The Worcester Tech Eagles varsity football team has been hard at work this season. The team roster consists of over fifty players and five coaches. The Eagles currently sit at 5-5. First-year Head Coach Derek Robbins was hired in mid-April. He is joined by assistant coaches Coach Joe Belsito, Coach Jamie Wiggins, Coach John Lacaire, and Coach Brian Green.
The Worcester Technical Eagles are a senior-heavy team, with about 22 seniors. Craig Martin is one of those seniors. Craig is 18 years old and is in the Carpentry Shop at WTHS. He enjoys playing football and performing in Theater.
Martin has been playing football for the Worcester Technical Eagles since he was a freshman. He is now one of the team captains. “It’s a high honor to be able to lead the team. I always wanted to do it since freshman year,” said Martin.
Alagie Trawally is also a senior on the team.
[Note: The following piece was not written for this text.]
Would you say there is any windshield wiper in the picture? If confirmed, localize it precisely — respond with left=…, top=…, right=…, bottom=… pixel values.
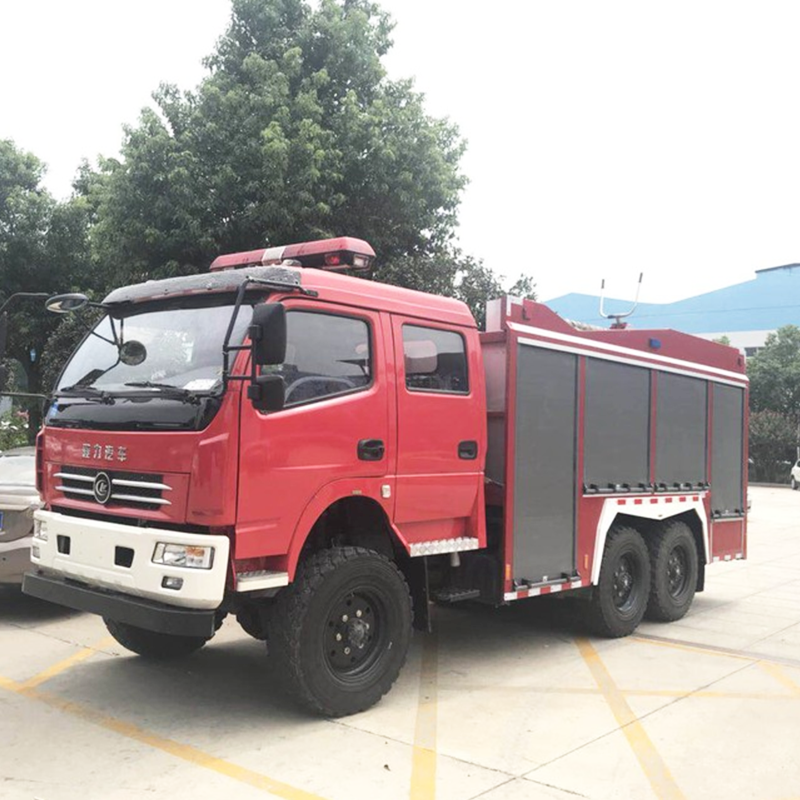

He is age 17, is in the Plumbing Shop and has been playing football since his freshman year. His favorite memory as an Eagle is from his freshman year, his first year playing football. “I didn’t even know how to play football,” he says, but he loved it when the team would be “up in the gym and stuff working out.”
Something both Alagie and Craig have in common is their hope to make the playoffs this year, which would be an exciting paramount to two great football careers at WTHS.
Head Coach Derek Robbins, 44, Marlborough High grad in 1994 and current Clinton resident, was an assistant coach the past six seasons at Westborough and then at West Boylston High. His previous coaching positions were Defensive Coordinator at Westborough High School and then at West Boylston High School. Robbins works full time for the Justice Resource Institute. He also played football in high school for the Westborough High Rangers as a WR and a DB.
Robbins decided to coach “to give back to high school football” because, as he said, “If not for high school football, I would not be the man I am today.”
Robbins says the most rewarding part of coaching is the “relationships and bonds I have built with my players through the years.”
With coaching always comes challenges, whether it is on or off the field. The biggest challenge according to Coach Robbins is “getting all your players to believe in what you are teaching and use that to work together.”
His plans for this year are to establish the building blocks for the football program. Robbins said, “We are committed to establishing a program the entire school community will be proud of.”